Stanley L. Lebar (July 29, 1925 in Richmond, Virginia – December 23, 2009 in Baltimore, Maryland) was an American engineer who constructed the television cameras used during the Apollo program.

==Biography==
During World War II, Lebar served as a shooter with the Consolidated B-24 Liberator, then studied electrical engineering at the University of Missouri until 1950. In 1953, he joined Westinghouse Electric Corporation in Baltimore.

In 1964, Westinghouse was commissioned by NASA to develop a TV camera capable of withstanding the extreme temperatures of the Moon and weighing only seven pounds instead of the then 400 pounds. After five years, Lebar was the head of a team of 75 engineers and technicians and more than 300 manufacturers. This black-and-white camera finally transmitted the first steps of Neil Armstrong on the Moon during the television transmission of the Moon landing in 1969. Lebar's innovations to cameras affected technology as a whole.

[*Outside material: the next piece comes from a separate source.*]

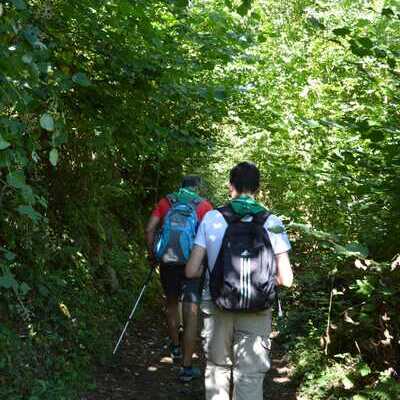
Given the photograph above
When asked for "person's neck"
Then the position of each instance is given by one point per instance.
(236, 195)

Later, Lebar also developed a color television camera for the Apollo program, as well as the cameras for the Skylab space station.

For the successful development of this camera and the color television transmissions of the Apollo program, the company Westinghouse received an Emmy in the technology category, which Lebar accepted in 1970.

Lebar died at the age of 84 of complications from surgery.